Everything was going so perfectly that unknowingly it had all happened and I was unable to avoid it. Come unexpectedly and with a groove that is so perfect. Yes, that is how destiny should work because the one who carries out that destiny is He who is almighty to His poor servant.


“Mother, ms. Evan..” I don't know what happened before because I didn't notice. And when I turned my head, a car drove so fast from the left side of the fork just as the car I was riding drove and just left the traffic light marker line.


My brain had thought that even if it was only a fraction of a second ‘no, the car should have stopped and should not go to’. It was only a split second until my consciousness gradually diminished even though I could still hear the commotion that followed.


I couldn't tell how far our car was dragged until I felt a very violent impact that might have occurred because our car hit a roadblock. But again, from the commotion that occurred I can be sure if this is not a small accident.

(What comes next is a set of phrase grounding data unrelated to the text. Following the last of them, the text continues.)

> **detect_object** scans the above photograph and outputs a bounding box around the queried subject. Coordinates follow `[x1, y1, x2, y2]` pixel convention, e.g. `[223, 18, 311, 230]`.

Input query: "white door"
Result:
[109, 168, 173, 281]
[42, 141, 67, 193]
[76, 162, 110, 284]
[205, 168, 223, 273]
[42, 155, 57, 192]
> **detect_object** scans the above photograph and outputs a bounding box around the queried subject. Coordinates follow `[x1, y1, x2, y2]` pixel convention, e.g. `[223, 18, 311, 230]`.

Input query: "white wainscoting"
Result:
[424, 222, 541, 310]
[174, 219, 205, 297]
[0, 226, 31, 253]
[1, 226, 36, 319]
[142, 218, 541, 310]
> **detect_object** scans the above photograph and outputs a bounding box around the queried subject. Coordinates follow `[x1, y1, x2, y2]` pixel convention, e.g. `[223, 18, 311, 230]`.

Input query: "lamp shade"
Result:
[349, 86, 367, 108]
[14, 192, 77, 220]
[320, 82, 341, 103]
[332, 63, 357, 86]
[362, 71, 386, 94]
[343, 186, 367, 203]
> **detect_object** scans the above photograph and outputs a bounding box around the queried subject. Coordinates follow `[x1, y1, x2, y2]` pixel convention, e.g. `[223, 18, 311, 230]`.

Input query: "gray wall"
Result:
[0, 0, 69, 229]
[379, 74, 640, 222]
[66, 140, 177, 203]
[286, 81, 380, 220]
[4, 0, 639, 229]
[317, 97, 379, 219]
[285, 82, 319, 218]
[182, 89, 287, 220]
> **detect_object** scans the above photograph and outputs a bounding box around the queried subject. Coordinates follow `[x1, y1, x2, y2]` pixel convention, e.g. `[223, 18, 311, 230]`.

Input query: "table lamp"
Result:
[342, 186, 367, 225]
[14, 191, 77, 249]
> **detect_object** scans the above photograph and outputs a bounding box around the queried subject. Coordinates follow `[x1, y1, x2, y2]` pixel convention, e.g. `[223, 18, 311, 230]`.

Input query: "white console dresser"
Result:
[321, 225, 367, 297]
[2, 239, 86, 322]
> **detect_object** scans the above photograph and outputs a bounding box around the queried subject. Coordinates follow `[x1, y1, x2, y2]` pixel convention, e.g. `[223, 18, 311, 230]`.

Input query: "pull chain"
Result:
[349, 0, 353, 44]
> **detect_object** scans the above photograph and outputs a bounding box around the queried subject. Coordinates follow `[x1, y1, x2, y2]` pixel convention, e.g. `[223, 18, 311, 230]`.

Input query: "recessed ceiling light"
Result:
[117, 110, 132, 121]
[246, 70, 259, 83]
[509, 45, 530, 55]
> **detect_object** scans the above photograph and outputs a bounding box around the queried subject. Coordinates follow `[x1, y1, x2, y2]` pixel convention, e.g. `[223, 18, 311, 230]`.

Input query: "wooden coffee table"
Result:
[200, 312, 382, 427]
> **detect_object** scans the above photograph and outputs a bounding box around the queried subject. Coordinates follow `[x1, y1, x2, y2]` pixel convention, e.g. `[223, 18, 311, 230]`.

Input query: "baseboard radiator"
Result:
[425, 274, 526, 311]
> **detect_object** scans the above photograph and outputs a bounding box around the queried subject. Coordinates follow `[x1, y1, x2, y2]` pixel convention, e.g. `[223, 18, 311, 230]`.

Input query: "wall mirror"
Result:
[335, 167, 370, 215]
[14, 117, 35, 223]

“Alia,” is the voice of Kartika sitting next to me. Yes, I can still hear his voice even though what I hear right now is not the firm voice of Kartika as usual. That voice really sounded like a voice of pain.


“For God's sake, mother also dear Alia.” And that was the last sentence that flashed in my head before my consciousness completely disappeared and I no longer cared about the commotion going on around me. That's mom's voice. The soft voice of my mother that even defeated the siren ambulance around me. The soft voice of mother who never failed made my eyes heat up. Mother's soft voice that led me to this moment.


True too, I don't know how many times I've thought that everything was going so perfectly to take me to this moment. Even I myself will not be able to decipher each incident sheet until I arrive at today's event.


Didn't I say many times that God's scenario is perfect and beautiful so that humans will not be able to unravel it? As humans, our job is to accept. Just like me, all I need to do is accept even though I still guess about what will happen after. About how my life after this. About, whether I was still given a chance to improve myself or God had determined that this was the moment I had to return.


Life or death. I forgot to think about the concept of destiny which is always related to life and death. When man is destined to live, is not his next destiny to die?


The question is not about his death. But it's about how humans make the most of life's time and how humans prepare for death.


Really, do all dying people like this always think about life and death?